Garnish: zest de limão siciliano.
Caro Maurício,
Eliminarei detalhes para que o comentário solicitado não fique maior do que seu fantástico texto, que nos anima a preparar um dos coquetéis citados.
Em “O Guia do Malt Whisky” (pág 416, 6ª ed. 2010), Michael Jackson registra que nos “malts inespecíficos” (provavelmente tradução para ‘engarrafadores independentes’ – ‘independent bottlers’) há segrego na origem (destilaria) porque o engarrafador faz contrato com a destilaria ou não quer confronto com o fornecedor (o que significa a mesma coisa), ou deseja promover um sabor e não um rótulo (o seja, um alquimista dândi) ou um recurso pra atingir consumidores resistentes a rótulos como Glengoyne Burnfoot. Nunca ouvi falar no tal Bunrfoot, mas a afirmação é enigmática, pois não tem caráter geral, ao contrário das outras considerações. O enigma começa a ser decifrado quando observamos que Ian Macleod, controlador do engarrafamento independente do Smokehead, comprou a Glengoyne, e que a Glengoyne conforme uma menção obtida em internet, não foi habilidosa para anunciar seu malt com ausência de turfa. Coisa de doido ou de irlandês.

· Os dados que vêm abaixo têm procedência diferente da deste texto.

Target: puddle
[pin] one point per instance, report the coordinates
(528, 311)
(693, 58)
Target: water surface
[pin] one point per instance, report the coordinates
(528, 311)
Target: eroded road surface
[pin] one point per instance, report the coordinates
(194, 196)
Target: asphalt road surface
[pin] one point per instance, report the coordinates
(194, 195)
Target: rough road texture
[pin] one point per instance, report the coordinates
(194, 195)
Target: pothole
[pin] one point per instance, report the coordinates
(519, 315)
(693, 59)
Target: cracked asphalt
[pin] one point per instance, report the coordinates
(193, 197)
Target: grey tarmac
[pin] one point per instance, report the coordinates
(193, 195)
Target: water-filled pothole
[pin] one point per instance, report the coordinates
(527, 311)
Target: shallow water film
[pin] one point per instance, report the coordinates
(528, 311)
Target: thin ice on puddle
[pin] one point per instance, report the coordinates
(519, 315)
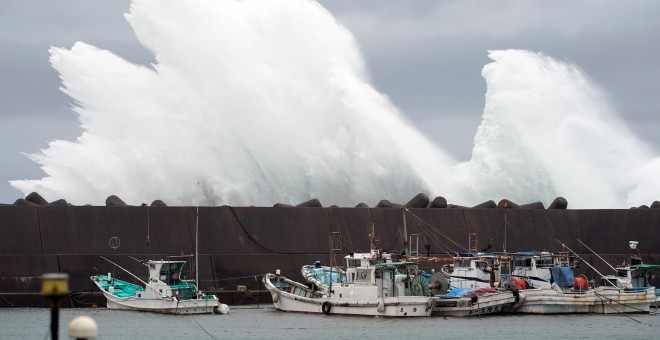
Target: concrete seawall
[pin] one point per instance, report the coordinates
(239, 244)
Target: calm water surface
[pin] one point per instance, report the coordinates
(252, 322)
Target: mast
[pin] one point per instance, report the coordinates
(505, 224)
(196, 250)
(405, 229)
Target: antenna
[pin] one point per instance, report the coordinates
(197, 250)
(505, 225)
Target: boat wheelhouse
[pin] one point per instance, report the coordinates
(164, 291)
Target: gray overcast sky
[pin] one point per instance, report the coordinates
(426, 56)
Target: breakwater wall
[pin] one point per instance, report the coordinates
(238, 244)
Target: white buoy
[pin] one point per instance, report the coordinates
(83, 327)
(223, 309)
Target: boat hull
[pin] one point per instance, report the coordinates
(471, 306)
(304, 300)
(163, 305)
(601, 301)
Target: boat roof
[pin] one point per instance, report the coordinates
(395, 264)
(476, 255)
(166, 261)
(645, 266)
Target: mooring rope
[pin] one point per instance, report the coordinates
(603, 298)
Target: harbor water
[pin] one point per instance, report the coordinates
(265, 322)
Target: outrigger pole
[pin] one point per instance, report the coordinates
(585, 262)
(597, 255)
(133, 275)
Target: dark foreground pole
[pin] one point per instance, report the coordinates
(53, 287)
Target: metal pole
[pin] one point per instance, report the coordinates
(54, 317)
(197, 251)
(587, 263)
(597, 255)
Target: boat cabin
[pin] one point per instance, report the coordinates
(536, 266)
(475, 270)
(165, 278)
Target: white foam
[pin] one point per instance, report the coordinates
(258, 102)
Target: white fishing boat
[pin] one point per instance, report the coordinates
(370, 287)
(546, 285)
(163, 292)
(472, 287)
(634, 274)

Nada disso responde sua pergunta nem justifica o início do meu comentário, então, quem chegou até aqui ficará sabendo que parece haver um consenso que o Smokehead é proveniente de uma destilaria do Sul de Islay. Ótimo, ficamos com três. Há quem mencione suspeitas que são barricas rejeitadas pelo controle de qualidade da Ardbeg. Agora ficou interessante, porque se o Smokehead não presta pra fazer Ardbeg, provavelmente justifica meu encanto com esse single.
Quem ainda está lendo, recomendo o Smokehead, que tem assertividade de um Islay e a curiosidade do salgado, adocicado e condimentado de outros single malts.
Ainda está lendo? É um herói! Ian Macleod também controla o Isle of Skye, assim como o Smokehead, vendidos por preço de banana.
Forte Abraço
Li tudo e reli. Interessante a questão dos “white labels” ou “maltes inespecíficos”. Faz sentido, ainda mais sentido considerando que estes whiskies tem um marketing voltado mais para o consumidor leigo. Basta ver a identidade visual de Peat’s Beast e o próprio Smokehead. Agora, Glengoyne turfado? Fiquei curioso.
Meu chute é que é Ardbeg. Ja tive essa discussão com alguns apaixonados, aliás, EM ISLAY, mas, brasileiros. E ninguém chegou a qualquer conclusão. Tirar Caol Ila da equação já é algo, porque tudo é Caol Ila.